Choosing numbers at random from a set $\{0,1,2, \cdots 9\}$ We choose numbers at random from a set $\{0,1,2, \cdots 9\}$ (without replacement), four numbers a,b,c,d. What is the probability that:
a)a is the greatest value of those we have chosen
b) a,b,c,d is an ascending sequence
My question is first and foremost about the logic i.e. i want to know how to calculate those probabilities but i am much more interested why this is the probability we are looking for.
I know that for certain:
$$|\Omega|=10\times9\times8\times7$$
 A: a) We are choosing numbers one at a time. Whatever collection of numbers we chose, by symmetry the probability the first chosen number was biggest is $\frac{1}{4}$.

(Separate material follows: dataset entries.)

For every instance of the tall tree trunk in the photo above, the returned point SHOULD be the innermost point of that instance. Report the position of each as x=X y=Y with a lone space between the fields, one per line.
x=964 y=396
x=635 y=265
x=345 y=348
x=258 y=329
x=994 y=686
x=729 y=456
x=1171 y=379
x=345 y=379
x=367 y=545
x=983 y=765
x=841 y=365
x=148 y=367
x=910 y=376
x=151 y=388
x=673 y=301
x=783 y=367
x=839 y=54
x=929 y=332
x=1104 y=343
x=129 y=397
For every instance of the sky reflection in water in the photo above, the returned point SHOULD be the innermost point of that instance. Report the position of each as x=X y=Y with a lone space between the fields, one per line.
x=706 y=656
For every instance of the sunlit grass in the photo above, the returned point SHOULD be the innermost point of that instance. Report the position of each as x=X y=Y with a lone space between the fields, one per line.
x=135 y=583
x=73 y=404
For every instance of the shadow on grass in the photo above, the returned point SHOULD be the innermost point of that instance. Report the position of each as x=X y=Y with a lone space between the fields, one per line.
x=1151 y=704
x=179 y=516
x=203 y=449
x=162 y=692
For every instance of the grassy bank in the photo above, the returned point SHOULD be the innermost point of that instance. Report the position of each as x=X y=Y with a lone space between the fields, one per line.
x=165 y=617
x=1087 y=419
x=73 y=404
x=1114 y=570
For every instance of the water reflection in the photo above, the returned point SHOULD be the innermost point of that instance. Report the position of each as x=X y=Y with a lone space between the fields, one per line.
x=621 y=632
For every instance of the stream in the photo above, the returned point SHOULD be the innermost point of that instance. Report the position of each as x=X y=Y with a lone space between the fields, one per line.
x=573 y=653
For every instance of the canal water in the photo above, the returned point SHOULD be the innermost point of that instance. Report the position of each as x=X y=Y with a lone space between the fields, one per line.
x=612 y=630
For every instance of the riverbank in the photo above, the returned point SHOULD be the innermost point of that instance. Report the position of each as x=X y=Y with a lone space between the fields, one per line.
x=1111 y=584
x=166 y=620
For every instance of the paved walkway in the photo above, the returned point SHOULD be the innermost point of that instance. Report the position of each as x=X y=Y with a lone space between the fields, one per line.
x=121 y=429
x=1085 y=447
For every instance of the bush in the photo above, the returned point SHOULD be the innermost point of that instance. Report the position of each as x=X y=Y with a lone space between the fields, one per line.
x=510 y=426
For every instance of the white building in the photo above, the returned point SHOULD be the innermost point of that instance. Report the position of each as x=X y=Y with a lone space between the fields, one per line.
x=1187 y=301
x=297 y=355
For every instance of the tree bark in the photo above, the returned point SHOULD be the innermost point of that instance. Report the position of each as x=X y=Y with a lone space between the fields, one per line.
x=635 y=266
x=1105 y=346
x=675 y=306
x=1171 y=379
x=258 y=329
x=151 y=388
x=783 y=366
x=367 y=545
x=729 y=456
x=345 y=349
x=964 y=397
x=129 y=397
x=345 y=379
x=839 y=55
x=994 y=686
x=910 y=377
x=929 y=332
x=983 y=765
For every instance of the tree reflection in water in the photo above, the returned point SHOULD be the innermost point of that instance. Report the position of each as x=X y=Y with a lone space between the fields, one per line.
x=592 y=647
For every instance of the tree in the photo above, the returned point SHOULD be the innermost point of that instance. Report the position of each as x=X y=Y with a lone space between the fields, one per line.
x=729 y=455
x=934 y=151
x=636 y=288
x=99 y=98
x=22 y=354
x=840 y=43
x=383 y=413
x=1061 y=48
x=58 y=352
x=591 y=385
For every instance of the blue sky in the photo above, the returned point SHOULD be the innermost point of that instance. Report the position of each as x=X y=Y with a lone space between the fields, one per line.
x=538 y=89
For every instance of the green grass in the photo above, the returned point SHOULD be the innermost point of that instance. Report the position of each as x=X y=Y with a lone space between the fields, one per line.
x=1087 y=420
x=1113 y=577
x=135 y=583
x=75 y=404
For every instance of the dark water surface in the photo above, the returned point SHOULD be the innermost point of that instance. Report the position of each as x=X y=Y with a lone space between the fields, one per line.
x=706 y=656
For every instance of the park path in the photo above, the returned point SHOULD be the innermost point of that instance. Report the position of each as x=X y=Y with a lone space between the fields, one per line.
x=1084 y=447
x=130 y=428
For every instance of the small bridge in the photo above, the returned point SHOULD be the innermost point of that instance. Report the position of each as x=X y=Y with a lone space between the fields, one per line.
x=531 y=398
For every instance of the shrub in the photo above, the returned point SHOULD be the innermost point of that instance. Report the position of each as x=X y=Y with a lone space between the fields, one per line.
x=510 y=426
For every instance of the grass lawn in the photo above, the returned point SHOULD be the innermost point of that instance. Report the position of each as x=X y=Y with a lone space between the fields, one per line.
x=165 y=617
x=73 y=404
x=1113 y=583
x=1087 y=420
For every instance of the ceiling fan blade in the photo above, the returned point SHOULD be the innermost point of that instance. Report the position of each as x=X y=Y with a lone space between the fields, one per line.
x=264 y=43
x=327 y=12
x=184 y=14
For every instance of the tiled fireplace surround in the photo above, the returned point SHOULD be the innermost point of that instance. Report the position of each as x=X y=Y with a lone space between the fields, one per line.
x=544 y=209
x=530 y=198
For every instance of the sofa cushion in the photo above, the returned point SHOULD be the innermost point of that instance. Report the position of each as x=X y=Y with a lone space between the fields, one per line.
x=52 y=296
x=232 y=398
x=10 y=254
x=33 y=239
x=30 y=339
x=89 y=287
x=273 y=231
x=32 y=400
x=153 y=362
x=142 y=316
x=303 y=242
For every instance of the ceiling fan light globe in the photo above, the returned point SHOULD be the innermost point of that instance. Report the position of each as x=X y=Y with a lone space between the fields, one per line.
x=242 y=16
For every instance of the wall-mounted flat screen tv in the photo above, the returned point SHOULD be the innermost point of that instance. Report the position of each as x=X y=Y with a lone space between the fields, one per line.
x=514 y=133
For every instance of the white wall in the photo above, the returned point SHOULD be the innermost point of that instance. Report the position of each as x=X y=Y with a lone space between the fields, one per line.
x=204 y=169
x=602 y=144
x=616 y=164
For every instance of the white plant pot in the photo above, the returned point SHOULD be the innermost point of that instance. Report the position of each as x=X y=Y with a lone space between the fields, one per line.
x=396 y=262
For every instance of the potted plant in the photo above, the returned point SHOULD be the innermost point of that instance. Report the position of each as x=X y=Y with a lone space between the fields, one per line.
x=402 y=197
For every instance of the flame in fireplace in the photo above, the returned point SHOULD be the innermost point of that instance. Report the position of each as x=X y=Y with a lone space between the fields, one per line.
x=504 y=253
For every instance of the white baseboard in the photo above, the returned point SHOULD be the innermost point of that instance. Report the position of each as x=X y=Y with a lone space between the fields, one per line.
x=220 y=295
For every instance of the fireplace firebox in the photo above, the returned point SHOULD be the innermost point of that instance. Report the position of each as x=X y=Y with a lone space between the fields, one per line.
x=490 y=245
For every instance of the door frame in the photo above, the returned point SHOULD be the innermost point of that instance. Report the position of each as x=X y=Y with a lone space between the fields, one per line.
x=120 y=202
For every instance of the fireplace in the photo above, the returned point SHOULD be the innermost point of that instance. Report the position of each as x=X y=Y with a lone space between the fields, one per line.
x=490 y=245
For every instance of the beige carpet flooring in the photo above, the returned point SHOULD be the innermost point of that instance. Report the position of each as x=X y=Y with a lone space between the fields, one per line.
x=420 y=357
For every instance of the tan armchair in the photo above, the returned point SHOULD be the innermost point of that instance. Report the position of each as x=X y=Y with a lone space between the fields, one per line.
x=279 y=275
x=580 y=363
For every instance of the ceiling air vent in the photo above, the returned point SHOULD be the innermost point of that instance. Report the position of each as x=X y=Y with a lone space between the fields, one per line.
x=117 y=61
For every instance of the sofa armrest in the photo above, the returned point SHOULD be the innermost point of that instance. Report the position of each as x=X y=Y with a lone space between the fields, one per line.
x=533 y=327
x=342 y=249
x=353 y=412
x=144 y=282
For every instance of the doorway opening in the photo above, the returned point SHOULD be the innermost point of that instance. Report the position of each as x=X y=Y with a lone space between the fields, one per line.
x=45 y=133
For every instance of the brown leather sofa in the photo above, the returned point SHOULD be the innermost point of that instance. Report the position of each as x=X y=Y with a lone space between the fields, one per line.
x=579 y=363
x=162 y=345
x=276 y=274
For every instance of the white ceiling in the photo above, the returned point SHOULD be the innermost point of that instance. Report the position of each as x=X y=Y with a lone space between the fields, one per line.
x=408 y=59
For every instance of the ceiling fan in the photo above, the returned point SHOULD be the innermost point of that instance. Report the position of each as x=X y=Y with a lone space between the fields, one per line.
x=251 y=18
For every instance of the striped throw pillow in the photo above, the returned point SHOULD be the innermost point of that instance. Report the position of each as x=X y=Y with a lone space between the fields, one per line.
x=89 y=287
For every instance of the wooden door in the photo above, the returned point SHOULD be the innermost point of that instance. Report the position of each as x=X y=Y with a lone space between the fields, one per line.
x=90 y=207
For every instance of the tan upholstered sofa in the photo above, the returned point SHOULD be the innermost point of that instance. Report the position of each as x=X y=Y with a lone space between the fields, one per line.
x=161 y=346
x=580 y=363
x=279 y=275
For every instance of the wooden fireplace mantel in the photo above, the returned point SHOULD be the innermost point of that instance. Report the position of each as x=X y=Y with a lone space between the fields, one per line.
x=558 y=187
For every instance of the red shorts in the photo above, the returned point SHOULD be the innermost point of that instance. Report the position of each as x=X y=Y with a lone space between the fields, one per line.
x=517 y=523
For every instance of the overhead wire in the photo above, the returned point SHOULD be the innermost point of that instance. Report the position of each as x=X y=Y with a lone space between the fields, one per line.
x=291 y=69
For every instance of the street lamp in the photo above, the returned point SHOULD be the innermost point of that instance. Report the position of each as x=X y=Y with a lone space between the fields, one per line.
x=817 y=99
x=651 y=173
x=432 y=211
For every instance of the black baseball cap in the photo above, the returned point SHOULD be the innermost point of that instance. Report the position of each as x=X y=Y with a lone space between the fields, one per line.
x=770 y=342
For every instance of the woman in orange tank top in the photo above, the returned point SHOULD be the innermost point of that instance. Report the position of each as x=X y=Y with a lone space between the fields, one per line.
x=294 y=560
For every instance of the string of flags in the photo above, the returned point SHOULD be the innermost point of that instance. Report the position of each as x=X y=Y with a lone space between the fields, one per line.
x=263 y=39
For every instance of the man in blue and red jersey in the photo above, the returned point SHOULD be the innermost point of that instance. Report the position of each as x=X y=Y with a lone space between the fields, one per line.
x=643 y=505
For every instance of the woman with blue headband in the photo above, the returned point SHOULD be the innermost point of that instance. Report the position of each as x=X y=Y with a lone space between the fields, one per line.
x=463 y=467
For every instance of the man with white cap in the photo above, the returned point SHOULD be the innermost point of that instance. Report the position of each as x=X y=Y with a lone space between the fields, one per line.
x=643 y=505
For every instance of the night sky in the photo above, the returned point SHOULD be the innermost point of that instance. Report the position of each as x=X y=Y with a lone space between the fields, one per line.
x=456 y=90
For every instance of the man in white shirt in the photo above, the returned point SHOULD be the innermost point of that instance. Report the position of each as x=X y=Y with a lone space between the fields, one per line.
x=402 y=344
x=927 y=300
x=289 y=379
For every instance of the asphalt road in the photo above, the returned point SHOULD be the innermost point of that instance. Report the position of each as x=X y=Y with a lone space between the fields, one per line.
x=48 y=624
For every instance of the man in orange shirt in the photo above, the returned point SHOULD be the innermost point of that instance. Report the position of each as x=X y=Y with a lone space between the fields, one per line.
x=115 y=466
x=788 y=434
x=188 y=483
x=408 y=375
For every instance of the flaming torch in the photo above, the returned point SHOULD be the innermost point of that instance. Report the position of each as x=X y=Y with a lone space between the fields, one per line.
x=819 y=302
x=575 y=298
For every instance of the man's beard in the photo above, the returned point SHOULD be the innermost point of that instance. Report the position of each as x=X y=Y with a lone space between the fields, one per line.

We can also make a calculation based on your sample space $\Omega$. As you pointed out, this sample space has $(10)(9)(8)(7)$ outcomes. We now count the favourables.
There are $\binom{10}{4}$ ways to choose a collection of $4$ numbers. For every such choice, there are $3!$ ways to arrange the numbers so that the biggest is first, for the others can be arranged in $3!$ ways. Thus the number of favourables is $\binom{10}{4}3!$.
Finally, for the probability, divide the number of favourables by $|\Omega|$. After some simplification, we get $\frac{1}{4}$. The simplicity of the answer strongly hints that there must be a nicer way.
b) The same symmetry argument shows that the probability our numbers are in increasing order is $\frac{1}{4!}$. For whatever numbers we chose, all $4!$ orderings are equally likely.
We can also work with the sample space $\Omega$. In this case, there are $\binom{10}{4}$ favourables.